Creating the songs “allows stories of different cultures to emerge,” Long said. “The process creates an understanding of others and the possibility of more civil engagement and the ability to work with one another.”
Bryn is one of thousands of community “elders” throughout the United States — around 200 in the Minneapolis-St. Paul area — who have volunteered to pass on their personal histories to children through the “Elders’ Wisdom, Children’s Song” program Long began in the mid-1980s. Long coaches teachers and school administrators throughout the United States in the elder selection process, which crosses lines of culture, class and gender. He has conducted workshops on the process at international conferences and in Scotland, South Africa and Brazil.
The program “serves as a bridge between the elders and the community,” Long said.
FROM DROPOUT TO PRESIDENTIAL ADVISER
Elder Charles Nichols grew up in Duluth, Minnesota, on the shores of giant Lake Superior. As a student, he developed an interest in flying, but a teacher told him the field of aeronautics was not open to people who were of mixed race.

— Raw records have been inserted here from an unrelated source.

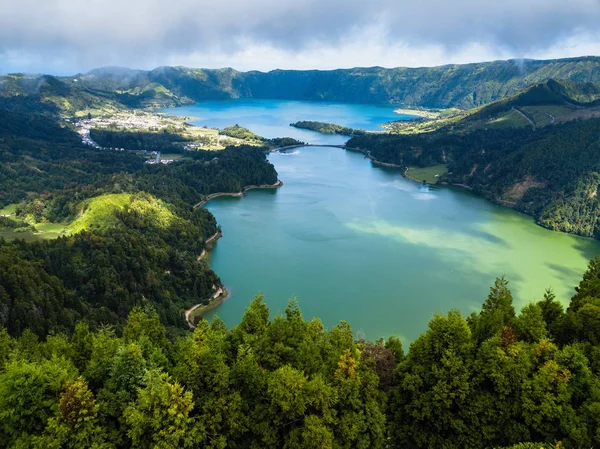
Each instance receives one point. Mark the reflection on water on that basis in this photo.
(359, 243)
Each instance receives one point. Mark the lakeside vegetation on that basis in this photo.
(493, 379)
(508, 154)
(105, 232)
(95, 351)
(463, 86)
(326, 128)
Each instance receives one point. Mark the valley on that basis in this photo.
(389, 224)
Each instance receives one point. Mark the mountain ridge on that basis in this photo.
(455, 85)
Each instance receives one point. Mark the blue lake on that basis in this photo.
(356, 242)
(271, 118)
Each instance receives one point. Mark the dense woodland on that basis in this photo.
(458, 85)
(551, 173)
(493, 379)
(326, 128)
(95, 352)
(143, 253)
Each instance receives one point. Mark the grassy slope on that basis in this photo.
(99, 212)
(464, 86)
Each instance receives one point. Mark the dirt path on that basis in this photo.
(221, 292)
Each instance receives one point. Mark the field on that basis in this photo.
(427, 174)
(44, 231)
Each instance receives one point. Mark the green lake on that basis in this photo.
(356, 242)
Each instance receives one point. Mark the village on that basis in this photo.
(193, 138)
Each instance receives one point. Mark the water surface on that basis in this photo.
(356, 242)
(271, 118)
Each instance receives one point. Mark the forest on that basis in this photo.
(493, 379)
(95, 351)
(325, 128)
(131, 234)
(551, 173)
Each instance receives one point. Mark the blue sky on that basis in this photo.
(68, 36)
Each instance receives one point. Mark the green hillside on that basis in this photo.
(464, 86)
(536, 151)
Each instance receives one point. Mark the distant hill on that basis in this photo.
(541, 104)
(535, 151)
(460, 85)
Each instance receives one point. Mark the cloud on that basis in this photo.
(68, 35)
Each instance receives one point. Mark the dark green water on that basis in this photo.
(356, 242)
(360, 243)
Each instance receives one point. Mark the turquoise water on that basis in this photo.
(356, 242)
(271, 118)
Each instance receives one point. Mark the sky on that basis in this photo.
(70, 36)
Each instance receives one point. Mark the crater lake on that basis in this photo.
(357, 242)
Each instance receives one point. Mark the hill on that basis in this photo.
(541, 104)
(461, 85)
(535, 151)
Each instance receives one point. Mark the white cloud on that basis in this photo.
(65, 36)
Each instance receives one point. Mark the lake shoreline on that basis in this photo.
(219, 296)
(239, 194)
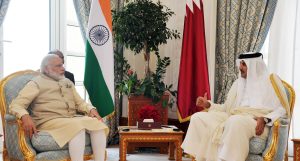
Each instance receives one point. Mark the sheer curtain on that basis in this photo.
(284, 53)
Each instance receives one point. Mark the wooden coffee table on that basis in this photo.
(174, 138)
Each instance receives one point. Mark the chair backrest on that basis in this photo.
(10, 86)
(290, 95)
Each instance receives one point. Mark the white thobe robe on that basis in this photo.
(233, 145)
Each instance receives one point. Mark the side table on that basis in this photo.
(174, 138)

He quit school and went to work. One job was at a golf club where he met someone with ties to a vocational school in Minneapolis. That person persuaded the school to accept the high school dropout into its technical drafting program. Nichols went on to earn bachelor’s and master’s degrees in education from the University of Minnesota and became the head of vocational education for the Minneapolis school system and an education adviser to the administration of U.S. President Lyndon Johnson. Later, he learned to fly and started a club to encourage minority youth to become pilots.
As a participant in Elders’ Wisdom, Children’s Song, Nichols tells students not to make the same mistake he did by not completing high school. He said everyone has the right to learn.
TEACHING RESPECT
Johnny Smith grew up on an Indian reservation in northern Minnesota. In school, he was forced to speak in English instead of the Ojibwe language he grew up with. He felt threatened by the non-Indians who ran the school because “we didn’t know their ways and rules.” Smith now teaches American Indian history and music and participates in Elders’ Wisdom, Children’s Song.

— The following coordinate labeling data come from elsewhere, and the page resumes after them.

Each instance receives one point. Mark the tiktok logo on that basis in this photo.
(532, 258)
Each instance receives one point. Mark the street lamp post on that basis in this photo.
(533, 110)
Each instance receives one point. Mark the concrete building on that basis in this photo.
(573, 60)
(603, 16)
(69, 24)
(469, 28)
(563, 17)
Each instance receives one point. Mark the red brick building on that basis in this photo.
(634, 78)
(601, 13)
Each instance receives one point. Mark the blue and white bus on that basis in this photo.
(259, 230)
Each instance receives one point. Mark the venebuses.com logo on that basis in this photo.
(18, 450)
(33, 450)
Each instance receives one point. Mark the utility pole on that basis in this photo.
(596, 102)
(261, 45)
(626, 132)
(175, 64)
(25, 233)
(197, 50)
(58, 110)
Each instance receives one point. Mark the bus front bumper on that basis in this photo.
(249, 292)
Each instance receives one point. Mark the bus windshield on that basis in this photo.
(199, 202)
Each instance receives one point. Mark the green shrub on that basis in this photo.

He tells children to respect all things and treat people kindly.
Along with stories of growing up in poverty, of facing racial or ethnic discrimination, or of experiencing abuse, the elders also bring messages of hope and appreciation to the students.
Betty Toy survived the invasion of her country, China, by the Japanese army in the 1940s and remembers constantly not having enough food to eat during the period known as China’s Cultural Revolution of the mid-1960s to the mid-1970s. She loves talking to students and advises them to appreciate all that they have.
Coleman Nemerov is a teacher at one of the schools where elders meet with students. He said the interaction between generations has a strong affect on some kids. “They learn to see outside themselves — to empathize with the adversity others have faced.”
Matt Ikola teaches at a school in a suburb west of Minneapolis. He enjoys seeing the kids learn to use probing questions to interview the elders.
After listening to another Nazi camp survivor tell her story, one of Ikola’s students with a tough reputation asked about the woman’s parents. She said her parents and siblings all died in captivity. The student’s eyes filled with tears as he comprehended such a tragedy, Ikola recalled.
In 1999, Long founded the nonprofit group Community Celebration of Place, now home to Elders’ Wisdom, Children’s Song. Long’s educational program receives funding from the West Metro Education Program in Minnesota, and from state government agencies and nonprofit groups across the United States.
“Larry Long is doing what more singers and songwriters should be doing: using music to help people learn to work together and bring a world of peace,” according to renowned American folk singer Pete Seeger.